Heat is created by the engine, then ejected via convection through the radiators and radiation from the engine itself, especially the exhausts. Additionally cooling needs to be provided for the gearbox oil and hydraulics fluid (plus in 2009 the KERS hardware). The bodywork rules apply a no opening rules for three areas of the sidepods; 1) either side of the cockpit opening, either side of the fuel tank and then from their to a point near the rear wheels. Plus the teams can have a limited area to open around the rear suspension and an equally restricted single opening for the exhaust pipe outlet. (see the full rules at the bottom of the article).
Aside from the limited openings stated, the rules initially looked like the only area for cooling would be the exit at the rear of the coke bottle shape. To this end several teams created removable panels to tune the size of the exit, McLaren in particular created an effective solution to do this with the MP4-24. However the downside of solely using the coke bottle exit, was also the primary reason teams switched to chimneys and louvers in the years preceding the new rules. This makes the sidepods bulky as the air from the radiators needs to be ducted all the way along the cars length. Plus the exit being in between the rear wheels created drag and upsets the aerodynamics. Every team has oversized the apertures that the suspension passes through up to the maximum allowable area, this provides a useful exit as does the area the exhaust pipe which is oversized for the actual pipework the exhaust employs.
But closer reading of the rules shows there are other areas that can be exploited. Taking a wider view the rules allow room for unrestricted openings ahead of and behind the restricted sidepod areas. Additionally opening can be made inboard of these areas and an area up to ~50mm above the floor. We soon saw teams create openings near the cockpit, being just above the radiators they are particularly efficient, and with the raised cockpit sides being a add-on to the structure of the monocoque, quite easy to retrospectively apply to the car. Teams have employed both vents and louvers in this area, in extreme temperatures teams even have louvered and vented panels fitted to the same opening. Near this spot the very front of the sidepods extend beyond the controlled zone and Both Force India and McLaren have created openings across the front shoulder of the sidepod. Towards the rear, it was Red Bull that found that the upright engine cover could act as a vent, as the engine cover tapers towards its end open-able panels allow hot air to exit.
For local cooling rather than a major out many teams fit outlets along the lower edge of the sidepods, normally this is actually part of the floor, BMW Sauber in particular have fitted long runs of louvers to exploit this area.
Also Ferrari have exploited the rule on exhaust opening, while it demands a single opening of a maximum size, the rules do not state how narrow it can be at any point. Thus Ferrari created an exhaust pipe exit inline with the louvers, the four apertures joined by a small slot machined into the bodywork. The slot joins the apertures and effectively makes them one opening, extending the area allowed over a greater area. Critical for Ferrari who have a “U” bend in their exhaust pipe that would otherwise scorch the bodywork.

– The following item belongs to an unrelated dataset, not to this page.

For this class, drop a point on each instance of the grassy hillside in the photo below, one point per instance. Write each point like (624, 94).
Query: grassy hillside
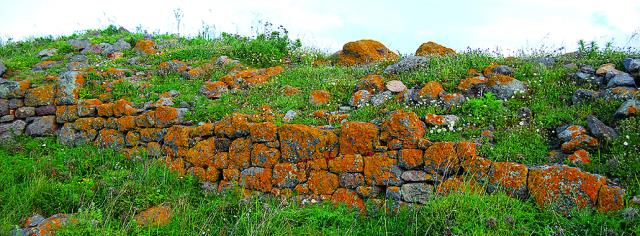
(105, 190)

One other point on cooling opening is that teams sometimes have larger openings on one side of the car than the other. This is because the sidepods contain asymmetric cooler, one sidepod will also have an oil cooler, taking up some of the space of the water radiator. Thus this side has greater outlet area to maintain low oil temperatures.
COOLING RELATED BODYWORK RULES
3.8.4 Any vertical cross section of bodywork normal to the car centre line situated in the volumes defined below must form one tangent continuous curve on its external surface. This tangent continuous curve may not contain any radius less than 75mm :
a) the volume between 50mm forward of the rear wheel centre line and 300mm rearward of the rear face of the cockpit entry template, which is more than 25mm from the car centre line and more than 100mm above the reference plane ;
b) the volume between 300mm rearward of the rear face of the cockpit entry template and the rear face of the cockpit entry template, which is more than 125mm from the car centre line and more than 100mm above the reference plane ;
c) the volume between the rear face of the cockpit entry template and 450mm forward of the rear face of the cockpit entry template, which is more than 350mm from the car centre line and more than 100mm above the reference plane.
d) the volume between the rear face of the cockpit entry template and 450mm forward of the rear face of the cockpit entry template, which is more than 125mm from the car centre line and more than 675mm above the reference plane.
The surfaces lying within these volumes, which are situated more than 55mm forward of the rear wheel centre line, must not contain any apertures (other than those permitted by Article 3.8.5) or contain any vertical surfaces which lie normal to the car centre line.
3.8.5 Once the relevant bodywork surfaces are defined in accordance with Article 3.8.4, apertures, any of which may adjoin or overlap each other, may be added for the following purposes only :
– single apertures either side of the car centre line for the purpose of exhaust exits. These apertures may have a combined area of no more than 50,000mm when projected onto the surface itself. No point on an aperture may be more than 350mm from any other point on the aperture.
– apertures either side of the car centre line for the purpose of allowing suspension members and driveshafts to protrude through the bodywork. No such aperture may have an area greater than 12,000 mm when projected onto the surface itself. No point on an aperture may be more than 200mm from any other point on the aperture.